When you work for someone else throughout your career estate planning can be challenging, but when you are part owner of a small business there are additional factors to consider. For one thing, if one of your partners was to pass away it is unlikely that his or her heirs will be able to step in and immediately fill that role without missing a beat.
In addition to that, even if they did want to take over and fill the shoes of the deceased partner, you and the rest of the partners may not feel comfortable with this arrangement. And in full fairness, if you were to pass away your partners would probably feel the same way about your heirs and indeed, your family members may have no interest in spending their time helping to run the business.

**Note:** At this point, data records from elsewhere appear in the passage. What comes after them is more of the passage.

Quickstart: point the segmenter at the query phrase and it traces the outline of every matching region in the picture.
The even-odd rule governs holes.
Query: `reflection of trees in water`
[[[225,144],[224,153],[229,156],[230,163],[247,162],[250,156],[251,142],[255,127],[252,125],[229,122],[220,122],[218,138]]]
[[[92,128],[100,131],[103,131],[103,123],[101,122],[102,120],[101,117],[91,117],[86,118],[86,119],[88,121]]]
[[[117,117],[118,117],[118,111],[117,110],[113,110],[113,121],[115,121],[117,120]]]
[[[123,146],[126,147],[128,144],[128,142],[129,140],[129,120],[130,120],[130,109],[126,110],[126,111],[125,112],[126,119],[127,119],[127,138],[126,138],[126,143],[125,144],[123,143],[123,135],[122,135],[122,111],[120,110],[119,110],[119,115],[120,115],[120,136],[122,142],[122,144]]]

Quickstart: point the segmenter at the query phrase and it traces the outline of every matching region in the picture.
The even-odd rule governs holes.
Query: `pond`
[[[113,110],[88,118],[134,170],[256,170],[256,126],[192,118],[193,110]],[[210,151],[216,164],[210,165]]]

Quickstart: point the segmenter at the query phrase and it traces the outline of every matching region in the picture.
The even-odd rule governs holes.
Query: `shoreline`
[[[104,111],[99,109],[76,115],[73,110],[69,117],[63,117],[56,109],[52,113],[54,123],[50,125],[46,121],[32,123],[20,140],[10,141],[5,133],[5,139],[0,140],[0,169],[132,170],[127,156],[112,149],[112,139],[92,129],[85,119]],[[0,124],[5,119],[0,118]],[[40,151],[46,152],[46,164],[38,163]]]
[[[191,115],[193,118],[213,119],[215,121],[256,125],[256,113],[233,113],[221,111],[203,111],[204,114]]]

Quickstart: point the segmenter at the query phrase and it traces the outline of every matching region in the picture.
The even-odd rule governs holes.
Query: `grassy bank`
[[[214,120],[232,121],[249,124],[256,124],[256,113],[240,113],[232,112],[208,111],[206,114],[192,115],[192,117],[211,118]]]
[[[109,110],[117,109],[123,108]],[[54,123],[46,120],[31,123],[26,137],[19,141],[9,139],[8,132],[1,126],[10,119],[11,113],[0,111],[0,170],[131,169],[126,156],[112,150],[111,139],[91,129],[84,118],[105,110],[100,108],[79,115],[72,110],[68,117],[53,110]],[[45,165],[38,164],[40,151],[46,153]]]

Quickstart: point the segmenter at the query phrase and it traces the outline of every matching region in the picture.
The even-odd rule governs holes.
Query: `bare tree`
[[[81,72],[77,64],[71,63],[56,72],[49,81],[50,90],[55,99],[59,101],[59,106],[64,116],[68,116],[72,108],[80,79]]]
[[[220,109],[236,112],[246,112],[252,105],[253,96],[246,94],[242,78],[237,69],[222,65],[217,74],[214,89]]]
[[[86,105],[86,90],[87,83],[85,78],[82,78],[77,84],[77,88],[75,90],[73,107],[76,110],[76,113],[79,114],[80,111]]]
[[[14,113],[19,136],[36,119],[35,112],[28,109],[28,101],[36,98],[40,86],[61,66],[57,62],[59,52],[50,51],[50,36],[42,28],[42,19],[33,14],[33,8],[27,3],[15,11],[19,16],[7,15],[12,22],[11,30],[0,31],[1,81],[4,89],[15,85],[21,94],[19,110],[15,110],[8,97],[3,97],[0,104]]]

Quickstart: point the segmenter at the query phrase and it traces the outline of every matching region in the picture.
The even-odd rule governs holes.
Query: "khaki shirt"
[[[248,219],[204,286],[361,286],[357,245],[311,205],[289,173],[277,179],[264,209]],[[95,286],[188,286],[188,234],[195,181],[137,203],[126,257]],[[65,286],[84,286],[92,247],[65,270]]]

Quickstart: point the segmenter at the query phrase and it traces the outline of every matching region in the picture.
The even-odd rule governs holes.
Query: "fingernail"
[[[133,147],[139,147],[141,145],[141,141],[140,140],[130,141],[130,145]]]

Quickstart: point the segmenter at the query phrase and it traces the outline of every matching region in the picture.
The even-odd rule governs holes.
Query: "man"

One of the ways that this type of small business succession situation is handled is through the use of buy-sell agreements. There are two approaches that are most typically used, and the first one we will touch upon is the cross purchase plan. The way this works is that the partners decide on the value of each ownership share. They then take out life insurance policies on one another in an amount equal to each partner’s share, the total of which equals the total agreed upon value of the business. An agreement is drawn up stipulating that upon the death of one of the owners the remaining partners will buy out his or her share from the heirs of the deceased with the proceeds from the life insurance policies.
The other type of buy-sell agreement that is often used is the entity purchase plan. With this approach the business itself purchases life insurance on each partner in an amount that is based on an agreed-upon valuation of the ownership shares. When one of them passes away the business uses the life insurance benefits to purchase the ownership share of the deceased partner from his or her family.